Fei experiences frequent periods of memory loss and unknowingly has a split personality called Id, which is the product of the pain and anguish he experienced when he was young. This pain split his mind into three personas: the monster Id, the childlike "coward", and the artificial persona Fei, who was designed to shield Id from reality. These personas were designed to correspond to the Freudian ideas of the id, ego and super-ego. When Fei was a child, Miang's spirit possessed his mother, who experimented on Fei, as he was the "Contact" and one of many reincarnations of Abel (アベル, Aberu), the sole survivor of the crash of the spaceship Eldridge thousands of years ago.
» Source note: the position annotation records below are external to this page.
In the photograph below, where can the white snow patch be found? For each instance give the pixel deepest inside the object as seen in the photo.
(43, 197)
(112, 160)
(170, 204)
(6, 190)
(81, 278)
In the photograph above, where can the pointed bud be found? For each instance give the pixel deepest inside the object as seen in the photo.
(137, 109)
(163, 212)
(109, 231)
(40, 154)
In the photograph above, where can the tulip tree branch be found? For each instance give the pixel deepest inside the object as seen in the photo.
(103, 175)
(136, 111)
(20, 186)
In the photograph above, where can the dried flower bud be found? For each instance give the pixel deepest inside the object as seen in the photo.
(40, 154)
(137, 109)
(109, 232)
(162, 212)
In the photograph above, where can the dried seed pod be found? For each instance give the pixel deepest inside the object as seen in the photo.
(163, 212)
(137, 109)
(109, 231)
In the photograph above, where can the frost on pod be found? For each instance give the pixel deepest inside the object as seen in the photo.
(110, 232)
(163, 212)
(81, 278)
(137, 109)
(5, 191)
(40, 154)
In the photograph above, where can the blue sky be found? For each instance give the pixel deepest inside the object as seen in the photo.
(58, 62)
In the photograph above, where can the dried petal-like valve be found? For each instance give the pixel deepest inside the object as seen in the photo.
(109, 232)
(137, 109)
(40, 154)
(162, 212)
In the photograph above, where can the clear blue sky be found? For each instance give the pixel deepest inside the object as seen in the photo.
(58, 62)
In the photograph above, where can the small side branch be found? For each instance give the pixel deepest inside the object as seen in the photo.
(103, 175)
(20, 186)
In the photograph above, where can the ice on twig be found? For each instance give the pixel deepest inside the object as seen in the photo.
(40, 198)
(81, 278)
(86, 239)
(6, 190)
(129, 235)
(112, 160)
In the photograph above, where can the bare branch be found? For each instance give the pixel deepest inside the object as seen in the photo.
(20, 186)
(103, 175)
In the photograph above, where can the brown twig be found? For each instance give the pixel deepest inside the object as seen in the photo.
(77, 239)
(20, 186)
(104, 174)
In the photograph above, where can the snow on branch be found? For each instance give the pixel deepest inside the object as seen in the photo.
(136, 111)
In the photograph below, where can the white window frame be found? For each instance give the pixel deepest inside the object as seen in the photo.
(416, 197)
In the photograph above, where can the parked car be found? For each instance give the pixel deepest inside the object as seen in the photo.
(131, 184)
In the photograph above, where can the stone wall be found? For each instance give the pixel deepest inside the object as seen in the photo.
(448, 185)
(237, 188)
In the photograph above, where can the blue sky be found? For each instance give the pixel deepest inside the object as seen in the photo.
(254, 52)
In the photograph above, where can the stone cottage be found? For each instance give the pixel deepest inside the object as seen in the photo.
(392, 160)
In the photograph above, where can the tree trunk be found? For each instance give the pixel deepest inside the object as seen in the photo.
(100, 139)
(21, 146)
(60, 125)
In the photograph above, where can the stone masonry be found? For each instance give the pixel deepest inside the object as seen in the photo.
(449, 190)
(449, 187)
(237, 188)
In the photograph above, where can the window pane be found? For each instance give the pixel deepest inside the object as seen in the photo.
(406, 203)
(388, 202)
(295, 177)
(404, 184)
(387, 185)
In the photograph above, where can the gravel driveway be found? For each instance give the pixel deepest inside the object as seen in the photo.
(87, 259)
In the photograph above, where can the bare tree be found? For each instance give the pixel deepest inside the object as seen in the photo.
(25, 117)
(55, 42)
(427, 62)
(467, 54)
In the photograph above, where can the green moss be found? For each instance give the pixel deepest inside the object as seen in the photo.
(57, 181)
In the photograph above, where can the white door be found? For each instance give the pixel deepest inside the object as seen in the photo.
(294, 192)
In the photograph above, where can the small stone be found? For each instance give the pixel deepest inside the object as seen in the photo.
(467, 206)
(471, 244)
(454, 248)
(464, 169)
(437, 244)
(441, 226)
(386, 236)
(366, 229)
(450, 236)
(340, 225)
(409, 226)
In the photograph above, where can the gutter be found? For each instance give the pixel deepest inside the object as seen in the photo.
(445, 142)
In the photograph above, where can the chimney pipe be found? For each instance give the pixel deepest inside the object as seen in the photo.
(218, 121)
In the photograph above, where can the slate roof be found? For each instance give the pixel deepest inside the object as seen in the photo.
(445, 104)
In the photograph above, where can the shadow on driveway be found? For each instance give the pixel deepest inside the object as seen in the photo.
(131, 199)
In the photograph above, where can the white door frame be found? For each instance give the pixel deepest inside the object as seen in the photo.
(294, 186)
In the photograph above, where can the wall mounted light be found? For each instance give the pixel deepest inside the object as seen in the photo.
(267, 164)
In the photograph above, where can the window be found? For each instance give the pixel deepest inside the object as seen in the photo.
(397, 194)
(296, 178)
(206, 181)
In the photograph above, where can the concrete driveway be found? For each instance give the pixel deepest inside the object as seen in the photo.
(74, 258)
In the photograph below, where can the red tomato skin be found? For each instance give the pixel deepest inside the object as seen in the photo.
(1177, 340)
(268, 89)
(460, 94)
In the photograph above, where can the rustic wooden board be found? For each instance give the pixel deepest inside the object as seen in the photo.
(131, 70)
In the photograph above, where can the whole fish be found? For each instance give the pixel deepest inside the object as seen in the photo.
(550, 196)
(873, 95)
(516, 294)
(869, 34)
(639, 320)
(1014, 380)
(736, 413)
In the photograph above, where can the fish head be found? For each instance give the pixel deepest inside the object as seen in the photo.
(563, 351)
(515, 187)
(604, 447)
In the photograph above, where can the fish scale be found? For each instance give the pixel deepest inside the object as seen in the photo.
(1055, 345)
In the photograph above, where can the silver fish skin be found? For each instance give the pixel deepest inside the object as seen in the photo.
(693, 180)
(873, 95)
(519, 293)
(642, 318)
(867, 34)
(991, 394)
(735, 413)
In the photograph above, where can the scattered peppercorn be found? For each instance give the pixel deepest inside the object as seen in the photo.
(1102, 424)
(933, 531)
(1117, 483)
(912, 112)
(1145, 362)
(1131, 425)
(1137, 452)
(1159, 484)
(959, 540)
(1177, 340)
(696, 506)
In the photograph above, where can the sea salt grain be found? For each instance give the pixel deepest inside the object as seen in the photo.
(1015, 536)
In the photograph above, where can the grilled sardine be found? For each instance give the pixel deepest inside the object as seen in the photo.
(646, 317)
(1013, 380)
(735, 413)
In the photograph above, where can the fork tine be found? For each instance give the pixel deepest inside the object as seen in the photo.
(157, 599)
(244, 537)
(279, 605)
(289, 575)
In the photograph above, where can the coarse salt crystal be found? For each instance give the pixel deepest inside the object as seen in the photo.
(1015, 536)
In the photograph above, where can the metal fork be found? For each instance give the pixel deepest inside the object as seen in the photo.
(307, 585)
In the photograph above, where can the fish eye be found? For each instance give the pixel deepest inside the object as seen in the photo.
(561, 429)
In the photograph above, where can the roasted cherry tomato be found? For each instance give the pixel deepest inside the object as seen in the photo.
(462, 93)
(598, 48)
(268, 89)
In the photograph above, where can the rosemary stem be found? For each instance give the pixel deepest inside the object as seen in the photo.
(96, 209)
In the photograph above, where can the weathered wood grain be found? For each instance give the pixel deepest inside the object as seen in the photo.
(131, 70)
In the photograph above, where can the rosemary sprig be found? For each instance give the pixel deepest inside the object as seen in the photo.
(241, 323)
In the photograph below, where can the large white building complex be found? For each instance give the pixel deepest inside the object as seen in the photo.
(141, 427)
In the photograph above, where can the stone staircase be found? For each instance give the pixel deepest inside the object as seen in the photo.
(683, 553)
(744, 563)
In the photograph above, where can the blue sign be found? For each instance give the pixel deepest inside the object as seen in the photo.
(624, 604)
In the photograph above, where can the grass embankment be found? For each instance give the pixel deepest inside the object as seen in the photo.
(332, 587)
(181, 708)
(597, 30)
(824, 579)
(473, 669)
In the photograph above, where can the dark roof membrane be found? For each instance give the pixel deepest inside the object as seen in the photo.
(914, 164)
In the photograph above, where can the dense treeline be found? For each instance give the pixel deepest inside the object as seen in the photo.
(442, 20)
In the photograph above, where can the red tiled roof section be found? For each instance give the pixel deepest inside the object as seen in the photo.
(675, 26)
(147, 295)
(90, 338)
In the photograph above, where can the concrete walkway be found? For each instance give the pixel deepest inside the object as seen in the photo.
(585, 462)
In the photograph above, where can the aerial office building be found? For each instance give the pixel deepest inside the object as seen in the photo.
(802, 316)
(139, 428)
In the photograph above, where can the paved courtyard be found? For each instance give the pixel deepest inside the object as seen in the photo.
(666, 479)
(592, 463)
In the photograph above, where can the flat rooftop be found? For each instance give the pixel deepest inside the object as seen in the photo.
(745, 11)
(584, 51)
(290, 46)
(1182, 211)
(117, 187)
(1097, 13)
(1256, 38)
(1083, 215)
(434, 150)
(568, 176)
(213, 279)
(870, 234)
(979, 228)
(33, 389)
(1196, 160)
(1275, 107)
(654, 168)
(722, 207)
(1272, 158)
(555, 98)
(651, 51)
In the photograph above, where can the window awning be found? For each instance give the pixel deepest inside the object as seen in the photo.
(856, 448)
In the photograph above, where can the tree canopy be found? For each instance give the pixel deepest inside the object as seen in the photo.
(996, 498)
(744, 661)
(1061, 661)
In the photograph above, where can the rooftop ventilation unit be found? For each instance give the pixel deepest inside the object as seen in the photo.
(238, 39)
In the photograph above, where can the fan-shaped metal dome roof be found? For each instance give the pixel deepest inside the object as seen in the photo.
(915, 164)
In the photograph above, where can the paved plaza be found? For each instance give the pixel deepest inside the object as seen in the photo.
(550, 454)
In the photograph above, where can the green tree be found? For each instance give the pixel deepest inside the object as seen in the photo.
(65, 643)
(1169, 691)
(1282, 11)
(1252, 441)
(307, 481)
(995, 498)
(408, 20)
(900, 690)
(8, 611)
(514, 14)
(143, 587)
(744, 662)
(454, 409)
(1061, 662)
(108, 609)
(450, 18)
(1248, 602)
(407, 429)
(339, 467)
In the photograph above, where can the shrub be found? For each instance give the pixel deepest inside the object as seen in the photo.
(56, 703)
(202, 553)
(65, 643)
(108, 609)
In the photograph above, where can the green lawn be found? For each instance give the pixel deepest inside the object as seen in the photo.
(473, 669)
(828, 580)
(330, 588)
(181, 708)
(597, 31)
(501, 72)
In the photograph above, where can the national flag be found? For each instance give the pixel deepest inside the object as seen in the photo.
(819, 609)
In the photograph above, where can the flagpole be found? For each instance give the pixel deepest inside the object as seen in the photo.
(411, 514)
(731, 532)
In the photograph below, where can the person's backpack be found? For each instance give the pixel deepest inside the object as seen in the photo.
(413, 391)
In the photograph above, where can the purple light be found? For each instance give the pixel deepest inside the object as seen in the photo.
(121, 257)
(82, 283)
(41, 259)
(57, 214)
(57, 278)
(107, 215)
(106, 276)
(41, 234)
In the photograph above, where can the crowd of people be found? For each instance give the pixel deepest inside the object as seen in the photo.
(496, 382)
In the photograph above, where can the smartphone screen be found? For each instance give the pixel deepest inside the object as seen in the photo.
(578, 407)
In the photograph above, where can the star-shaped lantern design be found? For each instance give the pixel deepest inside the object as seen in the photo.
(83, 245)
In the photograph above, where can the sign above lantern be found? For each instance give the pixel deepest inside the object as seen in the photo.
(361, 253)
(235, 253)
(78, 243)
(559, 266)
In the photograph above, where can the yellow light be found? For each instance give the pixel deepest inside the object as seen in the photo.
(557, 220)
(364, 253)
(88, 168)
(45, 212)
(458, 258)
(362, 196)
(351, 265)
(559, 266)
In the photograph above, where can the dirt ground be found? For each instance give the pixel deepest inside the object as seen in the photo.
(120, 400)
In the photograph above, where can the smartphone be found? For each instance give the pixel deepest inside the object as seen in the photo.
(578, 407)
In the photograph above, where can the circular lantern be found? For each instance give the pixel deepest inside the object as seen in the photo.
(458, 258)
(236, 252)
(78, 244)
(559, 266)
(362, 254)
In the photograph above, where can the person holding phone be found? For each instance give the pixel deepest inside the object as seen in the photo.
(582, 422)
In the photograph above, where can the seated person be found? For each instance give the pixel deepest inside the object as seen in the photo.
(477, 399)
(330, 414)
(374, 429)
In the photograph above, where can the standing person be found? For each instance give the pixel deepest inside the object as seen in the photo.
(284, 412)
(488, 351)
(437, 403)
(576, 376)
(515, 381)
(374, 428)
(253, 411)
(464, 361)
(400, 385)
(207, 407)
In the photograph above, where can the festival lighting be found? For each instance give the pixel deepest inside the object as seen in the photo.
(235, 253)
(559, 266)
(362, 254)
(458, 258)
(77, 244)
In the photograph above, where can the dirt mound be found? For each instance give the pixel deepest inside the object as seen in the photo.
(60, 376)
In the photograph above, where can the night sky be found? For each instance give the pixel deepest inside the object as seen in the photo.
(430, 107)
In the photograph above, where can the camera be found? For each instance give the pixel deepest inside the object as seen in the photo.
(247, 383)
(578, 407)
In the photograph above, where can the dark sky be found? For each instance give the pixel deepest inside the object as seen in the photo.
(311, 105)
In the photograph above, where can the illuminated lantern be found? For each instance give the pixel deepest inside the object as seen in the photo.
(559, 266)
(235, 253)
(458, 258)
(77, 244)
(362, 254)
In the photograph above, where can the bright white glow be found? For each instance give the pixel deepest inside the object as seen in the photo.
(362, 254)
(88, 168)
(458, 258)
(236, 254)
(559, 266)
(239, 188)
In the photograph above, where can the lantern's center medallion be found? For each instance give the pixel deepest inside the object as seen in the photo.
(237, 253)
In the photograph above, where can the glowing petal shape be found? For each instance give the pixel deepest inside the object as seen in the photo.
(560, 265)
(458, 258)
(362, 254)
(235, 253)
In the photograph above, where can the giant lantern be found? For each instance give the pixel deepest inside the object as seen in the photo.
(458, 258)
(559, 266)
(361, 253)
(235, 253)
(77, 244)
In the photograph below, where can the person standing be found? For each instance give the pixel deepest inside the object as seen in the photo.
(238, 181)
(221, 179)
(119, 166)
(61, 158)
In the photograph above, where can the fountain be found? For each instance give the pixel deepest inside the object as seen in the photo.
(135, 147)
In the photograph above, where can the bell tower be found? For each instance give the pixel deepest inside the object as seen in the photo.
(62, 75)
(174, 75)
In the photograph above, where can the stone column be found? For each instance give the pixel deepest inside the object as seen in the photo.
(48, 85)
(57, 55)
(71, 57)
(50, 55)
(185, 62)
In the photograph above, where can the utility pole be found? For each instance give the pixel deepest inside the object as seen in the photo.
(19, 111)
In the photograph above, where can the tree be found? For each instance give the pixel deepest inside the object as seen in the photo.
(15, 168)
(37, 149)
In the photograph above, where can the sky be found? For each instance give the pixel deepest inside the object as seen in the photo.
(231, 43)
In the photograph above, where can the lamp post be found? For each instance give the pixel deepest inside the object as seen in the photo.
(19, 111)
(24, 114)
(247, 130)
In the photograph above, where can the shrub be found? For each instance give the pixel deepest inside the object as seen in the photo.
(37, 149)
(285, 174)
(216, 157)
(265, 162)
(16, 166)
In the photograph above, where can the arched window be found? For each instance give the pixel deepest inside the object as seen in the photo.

Fei's first incarnation, Abel, grew up along with the original Elehaym ten thousand years prior to the game's story; they were both killed in a rebellion against the world's ruler, Cain. The second Contact, Kim Kharim (キム・カーリム, Kimu Kārimu), appeared in the Zeboim era, four thousand years before the game's start. He was Emeralda's creator, although Miang destroyed his technology and he went into hiding afterwards. During the Solaris War, which took place five hundred years prior to the game's events, the Contact appeared as the painter Lacan (ラカン, Rakan). After joining the rebellion against Solaris, he met Krelian and Sophia, the corresponding incarnation of Elehaym. When Sophia was killed in battle, Lacan decided to destroy the world, turning into Grahf and freeing the Contact to be reincarnated again as Fei.

Fei has been called "a mystery for the player to follow and solve on their own" by IGN. Edge said of Fei that he "in some ways, conforms to the classic stereotypical lead character, but we quickly discover he's anything but a blank canvas. Within an hour of play Fei has leveled his home village in an act of brutal destruction, killing his best friends – who you were busily helping prepare for their wedding the next day."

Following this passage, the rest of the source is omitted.